Kadang sampai mikir apakah nyetir di Jakarta ini memang sengaja dijadikan sebagai ujian hidup. Karena serius, salah jalur dikit aja bisa bikin hidupmu berubah drastis.
Daftar Isi
Pertarungan melawan jalan dan waktu
Salah satu kesalahan terbesar yang sering terjadi adalah salah pilih lajur. Entah kenapa, lajur di Jakarta punya aturan tak tertulis: kalau kamu salah ambil lajur, yaudah goodbye! Sampai ketemu di kehidupan selanjutnya!
Misalnya nih, kamu lagi nyetir di Sudirman, niat hati mau belok kiri ke arah SCBD, eh tiba-tiba kepalang sudah di lajur kanan. Niat mau pindah ke kiri? Good luck! Begitu kamu salah ambil lajur, ya udah, siap-siap aja terjebak hingga akhirnya berujung di pintu tol Senayan. Dari situ, petualangan hidupmu berlanjut ke tempat-tempat yang sebelumnya tak pernah kamu pikirkan.
Pernah suatu kali, saya otw dari TB Simatupang ke Sentul. Awalnya semua baik-baik saja, sampai di titik saya menyadari kalau saya salah ambil lajur. Posisinya saya nggak berani ambil risiko motong jalur yang padat, apalagi di tol. Alhasil harus keluar dulu di exit tol terdekat, dan muter lagi untuk masuk gerbang tol. Secara jarak sih bisa dibilang relatif dekat. Sayangnya, definisi “dekat” itu kayak ilusi optik aka fatamorgana. Kelihatan dekat, tapi nyampenya entah kapan. Intinya semua itu palsu.
Salah belok di Jakarta, berakhir di dunia lain
Bicara soal salah belok, ini juga masalah akut. Belok di Jakarta adalah seni yang penuh dengan jebakan. Di beberapa tempat, plang petunjuk jalan kadang telat muncul atau bahkan hilang di saat genting. Jadilah, kamu mengandalkan feeling—dan feeling di jalan Jakarta, sering kali berujung salah.
Ada satu pengalaman tak terlupakan, waktu itu saya salah belok di daerah Kuningan. Awalnya, niat cuma mau putar balik, tapi karena nggak paham mana yang belokan legal dan mana yang ternyata satu arah, saya berujung diklakson mati-matian oleh pengendara lain. Karena panik dan menghindari amukan massa, saya memutuskan belok ke gang yang pertama saya lihat. Sudah bisa ditebak endingnya, malah tersasar ke jalur yang bikin saya puter-puter kayak nggak ada ujungnya. Belokan demi belokan, sampai akhirnya menyerah.

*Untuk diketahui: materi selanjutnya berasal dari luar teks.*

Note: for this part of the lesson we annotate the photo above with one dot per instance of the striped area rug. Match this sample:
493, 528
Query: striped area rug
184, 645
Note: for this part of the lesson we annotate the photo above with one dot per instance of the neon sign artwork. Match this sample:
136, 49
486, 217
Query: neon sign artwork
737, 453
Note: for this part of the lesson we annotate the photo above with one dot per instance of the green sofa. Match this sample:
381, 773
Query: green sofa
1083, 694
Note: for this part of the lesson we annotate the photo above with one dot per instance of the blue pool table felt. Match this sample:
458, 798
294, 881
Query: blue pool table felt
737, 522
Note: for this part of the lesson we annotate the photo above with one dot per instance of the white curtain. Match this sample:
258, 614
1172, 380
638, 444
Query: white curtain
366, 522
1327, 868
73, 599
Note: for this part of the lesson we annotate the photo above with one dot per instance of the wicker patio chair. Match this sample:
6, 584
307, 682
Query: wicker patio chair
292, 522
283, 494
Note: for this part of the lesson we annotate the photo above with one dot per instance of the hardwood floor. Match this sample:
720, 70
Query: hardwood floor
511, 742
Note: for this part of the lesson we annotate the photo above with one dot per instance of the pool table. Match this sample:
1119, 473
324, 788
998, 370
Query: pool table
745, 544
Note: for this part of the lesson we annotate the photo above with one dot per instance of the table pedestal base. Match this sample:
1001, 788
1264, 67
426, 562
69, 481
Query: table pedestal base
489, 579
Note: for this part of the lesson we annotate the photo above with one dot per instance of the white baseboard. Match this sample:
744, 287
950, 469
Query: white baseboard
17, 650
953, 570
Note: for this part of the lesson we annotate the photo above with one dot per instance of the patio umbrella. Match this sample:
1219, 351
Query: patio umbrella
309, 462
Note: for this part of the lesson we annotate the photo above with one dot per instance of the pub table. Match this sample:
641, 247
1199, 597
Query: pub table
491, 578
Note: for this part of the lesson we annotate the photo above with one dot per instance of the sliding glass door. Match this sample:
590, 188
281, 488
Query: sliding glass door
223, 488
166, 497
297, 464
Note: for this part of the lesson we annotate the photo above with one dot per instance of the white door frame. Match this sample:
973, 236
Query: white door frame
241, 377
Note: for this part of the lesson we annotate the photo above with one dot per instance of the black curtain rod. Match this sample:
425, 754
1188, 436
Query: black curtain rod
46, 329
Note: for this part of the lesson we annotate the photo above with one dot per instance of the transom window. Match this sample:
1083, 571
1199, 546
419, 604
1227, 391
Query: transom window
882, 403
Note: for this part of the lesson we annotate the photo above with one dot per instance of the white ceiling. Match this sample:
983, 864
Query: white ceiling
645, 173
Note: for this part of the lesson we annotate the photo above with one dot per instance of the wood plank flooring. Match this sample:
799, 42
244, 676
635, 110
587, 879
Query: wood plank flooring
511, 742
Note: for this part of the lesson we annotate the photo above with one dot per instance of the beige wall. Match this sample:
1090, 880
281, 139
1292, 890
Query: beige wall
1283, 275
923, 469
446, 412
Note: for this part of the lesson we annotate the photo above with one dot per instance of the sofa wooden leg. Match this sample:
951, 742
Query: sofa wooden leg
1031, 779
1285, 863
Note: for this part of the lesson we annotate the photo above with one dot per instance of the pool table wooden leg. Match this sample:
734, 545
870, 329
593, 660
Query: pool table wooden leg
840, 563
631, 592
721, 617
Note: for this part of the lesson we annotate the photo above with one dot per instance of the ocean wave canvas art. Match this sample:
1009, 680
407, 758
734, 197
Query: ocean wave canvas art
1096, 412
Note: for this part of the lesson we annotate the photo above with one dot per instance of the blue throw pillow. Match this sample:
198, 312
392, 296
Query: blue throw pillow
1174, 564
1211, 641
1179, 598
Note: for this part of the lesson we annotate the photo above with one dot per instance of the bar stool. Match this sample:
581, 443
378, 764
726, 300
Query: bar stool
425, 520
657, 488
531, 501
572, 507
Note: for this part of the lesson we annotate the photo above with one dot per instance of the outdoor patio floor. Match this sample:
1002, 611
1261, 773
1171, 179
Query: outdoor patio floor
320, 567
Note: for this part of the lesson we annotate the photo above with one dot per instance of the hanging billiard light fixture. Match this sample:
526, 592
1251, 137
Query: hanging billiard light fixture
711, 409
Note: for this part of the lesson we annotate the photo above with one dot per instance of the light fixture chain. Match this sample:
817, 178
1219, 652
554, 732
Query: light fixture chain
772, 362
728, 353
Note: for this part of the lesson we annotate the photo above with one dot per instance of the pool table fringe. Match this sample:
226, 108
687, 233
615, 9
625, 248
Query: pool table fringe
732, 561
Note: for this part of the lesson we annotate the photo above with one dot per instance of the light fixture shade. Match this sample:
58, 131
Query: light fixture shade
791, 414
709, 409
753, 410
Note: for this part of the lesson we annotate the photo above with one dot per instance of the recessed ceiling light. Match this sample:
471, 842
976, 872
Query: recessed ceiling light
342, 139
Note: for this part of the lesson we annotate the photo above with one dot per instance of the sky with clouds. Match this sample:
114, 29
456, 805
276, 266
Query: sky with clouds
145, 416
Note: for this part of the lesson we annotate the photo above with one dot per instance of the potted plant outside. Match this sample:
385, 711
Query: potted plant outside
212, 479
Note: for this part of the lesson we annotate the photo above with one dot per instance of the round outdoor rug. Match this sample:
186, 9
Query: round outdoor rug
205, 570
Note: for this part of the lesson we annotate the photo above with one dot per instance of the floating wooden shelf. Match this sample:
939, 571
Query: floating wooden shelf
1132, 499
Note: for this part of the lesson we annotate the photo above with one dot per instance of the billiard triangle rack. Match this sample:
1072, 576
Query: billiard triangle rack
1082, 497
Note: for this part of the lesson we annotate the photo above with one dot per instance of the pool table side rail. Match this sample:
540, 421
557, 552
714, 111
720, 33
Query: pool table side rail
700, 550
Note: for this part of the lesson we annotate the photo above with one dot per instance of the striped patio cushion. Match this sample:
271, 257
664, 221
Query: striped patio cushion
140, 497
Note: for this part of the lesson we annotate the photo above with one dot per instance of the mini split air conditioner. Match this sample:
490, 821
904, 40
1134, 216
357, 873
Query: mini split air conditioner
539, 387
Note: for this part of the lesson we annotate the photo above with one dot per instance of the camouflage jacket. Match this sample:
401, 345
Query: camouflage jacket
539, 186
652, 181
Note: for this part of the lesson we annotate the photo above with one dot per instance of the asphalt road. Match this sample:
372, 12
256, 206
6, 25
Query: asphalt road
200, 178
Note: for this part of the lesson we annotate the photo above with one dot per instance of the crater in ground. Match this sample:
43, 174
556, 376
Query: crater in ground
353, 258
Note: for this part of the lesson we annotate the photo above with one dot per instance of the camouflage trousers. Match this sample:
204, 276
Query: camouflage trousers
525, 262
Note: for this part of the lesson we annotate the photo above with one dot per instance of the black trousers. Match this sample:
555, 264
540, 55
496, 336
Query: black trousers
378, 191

Google Maps? Waze? Jangan harap. Kadang, aplikasi ini malah jadi pengkhianat. Di tempat-tempat tertentu, peta bisa delay beberapa detik—dan beberapa detik itu sangat fatal. Begitu kamu sadar salah belok, semuanya sudah terlambat. Selamat, kamu sudah resmi tersesat!
Perilaku berkendara yang serba kesusu
Selain tantangan jalan dan rambu, ada faktor lain yang bikin nyetir di Jakarta semakin dramatis: pengendara lain. Bisa jadi keberadaan kamu bukan sebuah masalah di jalan, tapi pengendara lainlah masalahnya. Ini nggak bercanda. Percayalah, di sini aturan lalu lintas kadang seperti sekadar saran. Yaa kamu nggak salah baca, sekadar saran.
Orang nyetir seolah-olah terlibat dalam balapan dadakan setiap kali lampu merah berubah hijau. Belum lagi pengendara motor yang muncul dari segala arah, bikin kita selalu misuh di jalan.
Nyetir di Jakarta sama saja mencari tantangan hidup
Pada akhirnya, nyetir di Jakarta adalah sebuah seni, strategi, dan ujian kesabaran yang menantang jiwa raga. Salah jalur, salah belok, atau salah taktik bisa berujung fatal—fatal karena harus muter berkilo-kilometer atau, yang lebih parah, berakhir di area yang kamu bahkan nggak tahu eksistensinya.
Jadi, kalau kamu mau nyetir di Jakarta, pastikan kamu nggak cuma punya SIM, tapi juga punya kesabaran berlebih, feeling tajam, dan skill navigasi ala ninja. Karena di Jakarta, yang namanya salah belok atau salah jalur bukan sekadar kesalahan kecil, tapi adalah pintu gerbang menuju petualangan tak terduga macem Alice In Wonderland.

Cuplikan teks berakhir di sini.